Disabilitas tidak menghalangi orang untuk melakukan karya. Termasuk karya-karya yang terkait di dunia pariwisata. Sebab itu, sebagai bagian dari pemberdayaan mereka, pemerintah mendorong agar para pelaku pariwisata tidak segan-segan melibatkan mereka untuk bekekerja. Salah satunya yang terjadi di Sumatera Selatan.
Industri Pariwisata di Sumatera Selatan (Sumsel) diminta untuk memberi peluang bagi pekerja penyandang disabilitas untuk bisa ikut bekerja di sektor pariwisata.

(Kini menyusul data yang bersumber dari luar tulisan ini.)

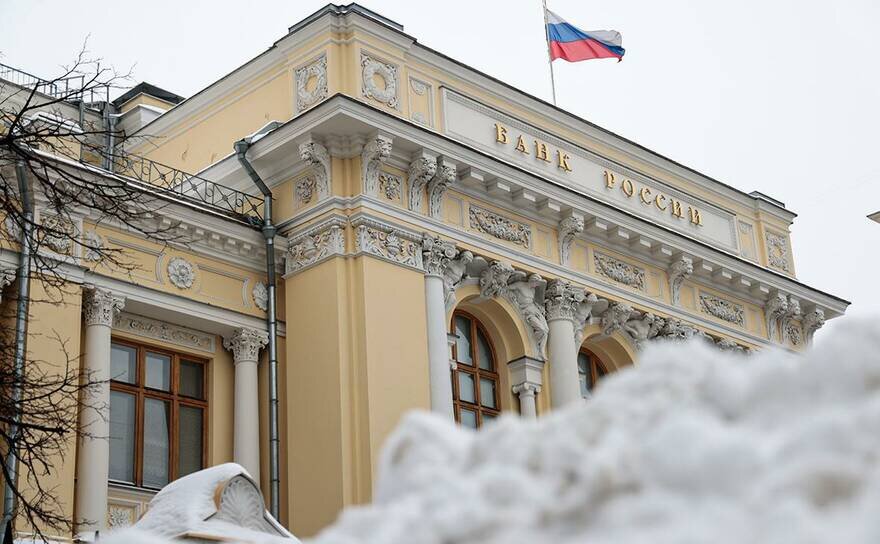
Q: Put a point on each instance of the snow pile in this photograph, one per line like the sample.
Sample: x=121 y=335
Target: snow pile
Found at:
x=692 y=446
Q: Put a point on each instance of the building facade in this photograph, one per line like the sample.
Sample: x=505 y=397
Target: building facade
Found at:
x=445 y=242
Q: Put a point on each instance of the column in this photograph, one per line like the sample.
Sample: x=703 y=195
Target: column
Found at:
x=245 y=345
x=561 y=300
x=99 y=308
x=527 y=378
x=438 y=347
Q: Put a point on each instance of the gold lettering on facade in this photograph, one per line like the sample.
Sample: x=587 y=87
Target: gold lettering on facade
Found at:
x=501 y=134
x=541 y=151
x=627 y=187
x=609 y=180
x=563 y=161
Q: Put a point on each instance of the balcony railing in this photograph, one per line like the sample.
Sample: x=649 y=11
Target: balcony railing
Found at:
x=190 y=187
x=69 y=88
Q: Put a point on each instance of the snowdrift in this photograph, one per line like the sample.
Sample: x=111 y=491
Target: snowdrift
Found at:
x=693 y=445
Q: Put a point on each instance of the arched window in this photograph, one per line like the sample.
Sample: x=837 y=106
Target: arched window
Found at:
x=590 y=369
x=475 y=381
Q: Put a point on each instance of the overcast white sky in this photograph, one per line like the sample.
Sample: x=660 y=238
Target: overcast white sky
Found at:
x=775 y=95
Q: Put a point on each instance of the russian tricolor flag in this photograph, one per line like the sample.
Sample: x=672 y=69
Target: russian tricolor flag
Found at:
x=570 y=43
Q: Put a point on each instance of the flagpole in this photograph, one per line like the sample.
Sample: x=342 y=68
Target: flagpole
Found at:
x=549 y=54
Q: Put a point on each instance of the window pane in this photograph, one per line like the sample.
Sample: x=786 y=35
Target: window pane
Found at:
x=189 y=440
x=463 y=344
x=466 y=387
x=484 y=353
x=156 y=442
x=158 y=371
x=487 y=392
x=123 y=363
x=122 y=436
x=191 y=379
x=468 y=418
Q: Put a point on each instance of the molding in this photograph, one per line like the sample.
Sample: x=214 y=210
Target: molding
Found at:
x=162 y=330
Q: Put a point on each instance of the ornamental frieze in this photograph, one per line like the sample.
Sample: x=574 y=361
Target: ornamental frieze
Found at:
x=724 y=310
x=500 y=227
x=619 y=271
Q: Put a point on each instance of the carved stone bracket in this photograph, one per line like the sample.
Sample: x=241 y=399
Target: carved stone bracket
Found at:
x=316 y=154
x=376 y=151
x=812 y=322
x=569 y=228
x=315 y=244
x=443 y=178
x=679 y=271
x=421 y=171
x=524 y=291
x=100 y=306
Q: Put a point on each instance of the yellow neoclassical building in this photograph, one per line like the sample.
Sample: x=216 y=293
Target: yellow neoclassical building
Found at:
x=442 y=241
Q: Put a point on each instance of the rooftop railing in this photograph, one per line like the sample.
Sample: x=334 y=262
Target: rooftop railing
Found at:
x=69 y=88
x=190 y=187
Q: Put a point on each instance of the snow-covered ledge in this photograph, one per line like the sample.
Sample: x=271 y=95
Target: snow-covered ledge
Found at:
x=218 y=504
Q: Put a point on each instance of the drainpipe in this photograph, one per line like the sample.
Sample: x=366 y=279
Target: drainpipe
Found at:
x=24 y=272
x=269 y=232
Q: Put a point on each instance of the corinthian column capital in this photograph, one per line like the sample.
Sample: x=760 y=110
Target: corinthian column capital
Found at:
x=100 y=306
x=245 y=344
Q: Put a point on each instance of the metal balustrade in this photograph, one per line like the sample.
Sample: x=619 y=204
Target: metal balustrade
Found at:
x=190 y=187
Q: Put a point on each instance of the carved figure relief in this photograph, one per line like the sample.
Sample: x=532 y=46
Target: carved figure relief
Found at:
x=569 y=228
x=386 y=92
x=314 y=245
x=500 y=227
x=619 y=271
x=311 y=84
x=722 y=309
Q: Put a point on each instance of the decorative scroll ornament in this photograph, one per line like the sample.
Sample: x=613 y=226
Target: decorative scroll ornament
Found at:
x=442 y=180
x=260 y=294
x=241 y=504
x=316 y=71
x=314 y=245
x=524 y=292
x=181 y=272
x=774 y=309
x=375 y=152
x=777 y=251
x=812 y=322
x=100 y=306
x=389 y=243
x=723 y=309
x=421 y=170
x=159 y=330
x=305 y=189
x=569 y=228
x=679 y=271
x=389 y=186
x=245 y=344
x=316 y=154
x=787 y=324
x=619 y=271
x=93 y=243
x=387 y=93
x=500 y=227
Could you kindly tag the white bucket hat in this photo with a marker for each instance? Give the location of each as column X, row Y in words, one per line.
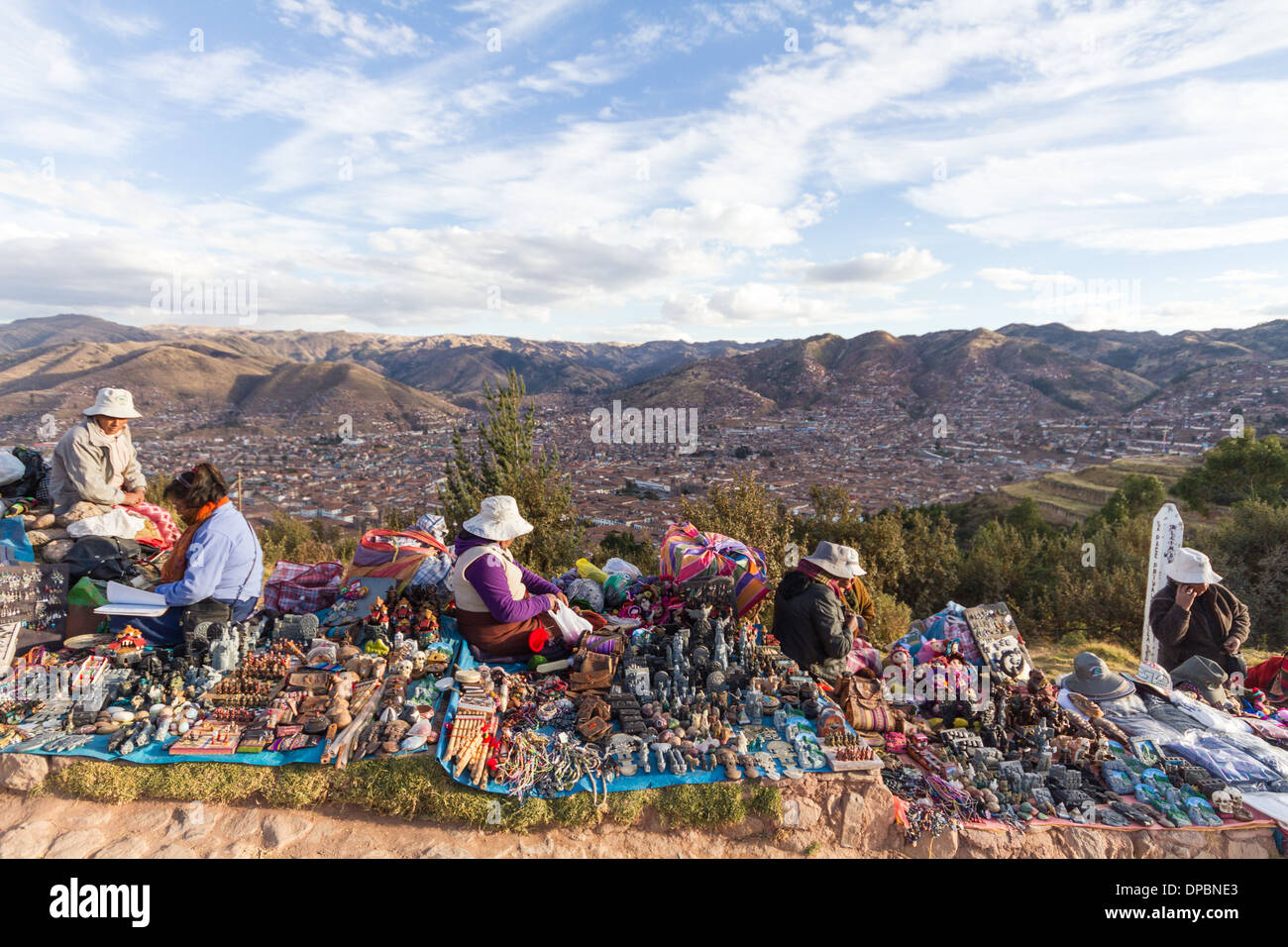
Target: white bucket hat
column 1190, row 567
column 497, row 519
column 112, row 402
column 836, row 560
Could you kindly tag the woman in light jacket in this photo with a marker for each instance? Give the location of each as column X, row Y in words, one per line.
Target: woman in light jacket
column 215, row 571
column 94, row 462
column 501, row 607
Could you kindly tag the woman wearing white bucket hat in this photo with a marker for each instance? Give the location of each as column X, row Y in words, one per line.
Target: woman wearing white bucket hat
column 501, row 607
column 94, row 462
column 811, row 621
column 1196, row 615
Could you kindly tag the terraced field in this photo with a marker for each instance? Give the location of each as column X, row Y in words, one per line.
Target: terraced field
column 1068, row 497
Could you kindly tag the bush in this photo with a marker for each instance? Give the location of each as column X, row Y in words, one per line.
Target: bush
column 892, row 618
column 1237, row 470
column 1250, row 552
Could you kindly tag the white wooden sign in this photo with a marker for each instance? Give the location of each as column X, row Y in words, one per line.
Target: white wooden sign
column 1168, row 536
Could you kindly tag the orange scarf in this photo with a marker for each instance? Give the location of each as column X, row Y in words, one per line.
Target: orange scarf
column 178, row 562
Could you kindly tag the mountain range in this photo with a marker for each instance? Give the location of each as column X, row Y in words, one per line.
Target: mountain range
column 54, row 364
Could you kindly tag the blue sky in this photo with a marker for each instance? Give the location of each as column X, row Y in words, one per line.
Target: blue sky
column 610, row 171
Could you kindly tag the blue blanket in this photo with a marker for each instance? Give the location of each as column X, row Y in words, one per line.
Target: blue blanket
column 622, row 784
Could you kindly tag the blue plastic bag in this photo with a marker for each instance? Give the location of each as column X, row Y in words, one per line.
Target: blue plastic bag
column 14, row 544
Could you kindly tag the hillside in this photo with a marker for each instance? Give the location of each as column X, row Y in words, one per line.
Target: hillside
column 1070, row 496
column 210, row 375
column 907, row 371
column 1050, row 369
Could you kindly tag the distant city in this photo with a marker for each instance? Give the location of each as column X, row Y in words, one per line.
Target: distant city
column 991, row 436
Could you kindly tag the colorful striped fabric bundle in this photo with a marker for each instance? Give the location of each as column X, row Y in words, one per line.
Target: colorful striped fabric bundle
column 688, row 554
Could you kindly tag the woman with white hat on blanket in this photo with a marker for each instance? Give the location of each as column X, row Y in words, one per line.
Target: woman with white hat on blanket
column 501, row 607
column 1196, row 615
column 811, row 621
column 94, row 462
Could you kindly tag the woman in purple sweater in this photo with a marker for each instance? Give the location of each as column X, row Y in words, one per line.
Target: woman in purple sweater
column 501, row 607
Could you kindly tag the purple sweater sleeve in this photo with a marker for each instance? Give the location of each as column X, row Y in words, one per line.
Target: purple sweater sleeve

Direktur Politeknik Pariwisata (Poltekpar) Palembang Zulkifli Harahap saat Focus Group Discussion (FGD) Pemberdayaan Penyandang Disabilitas di Kampus Poltekpar Palembang, Kamis (9/5/2019) mengatakan sudah saatnya penyandang disabilitas mendapat kesempatan yang sama untuk bekerja di sektor pariwisata Sumsel.
“Poltekpar Palembang berkomitmen agar hal semacam ini disegerakan. Kami ingin ajak semua industri kepariwisataan berkomitmen, ayo bersama-sama membuka peluang bagi penyandang disabilitas,” ujarnya seperti dikutip dari keterangan resmi Kemenpar.
Zulkifli menjelaskan, program untuk membuka kesempatan bekerja bagi pekerja penyandang disabilitas pernah ia jalankan saat di STP Bandung. Mereka mendapat pelatihan beberapa pekan oleh industri kepariwisataan seperti hotel, katering, dan laundry yang difasilitasi pihak kampus.
“Mereka tidak ingin dikasihani, tapi sebenarnya ingin berdiri di atas kaki mereka sendiri lewat usaha atau bekerja. Untuk ke arah sana harus ada peluang dari para industri dulu,” katanya.
Setelah mendapat pelatihan keterampilan, pekerja penyandang disabilitas mengetahui kemampuan yang akan ia kembangkan saat diterima magang. Dari pelatihan itu pula industri kepariwisataan bisa mengetahui calon pegawai yang akan mereka rekrut.
Pada kesempatan yang sama Ketua Himpunan Wanita Disabilitas Indonesia (HWDI) Wilayah Sumsel Hikma Meliana, mengapresisasi langkah yang dilakukan Poltekpar Palembang. Menurutnya, hal yang dilakukan pihak kampus merupakan perwujudan amanat Undang Undang Nomor 8 tahun 2016.
“Ada 700-an orang penyandang disabilitas di Sumsel yang terdata. Baik skala ringan, sedang, dan berat. Tapi semuanya kesulitan mendapat kerja hanya karena kekurangan secara fisik, apalagi untuk sektor kepariwisataan. Sudah kirim lamaran, pas dipanggil wawancara langsung ditolak karena ada cacat fisik,” kata Hikma.
Dirinya berharap terbukanya peluang bagi penyandang disabilitas di sektor kepariwisataan bukan sekadar wacana. Ia juga mendesak peran pemerintah daerah untuk mendukung program tersebut.
“Pemerintah harus mendukung, sebab yang semacam ini apabila sukses bisa jadi indikator keberhasilan pembangunan daerah,” katanya.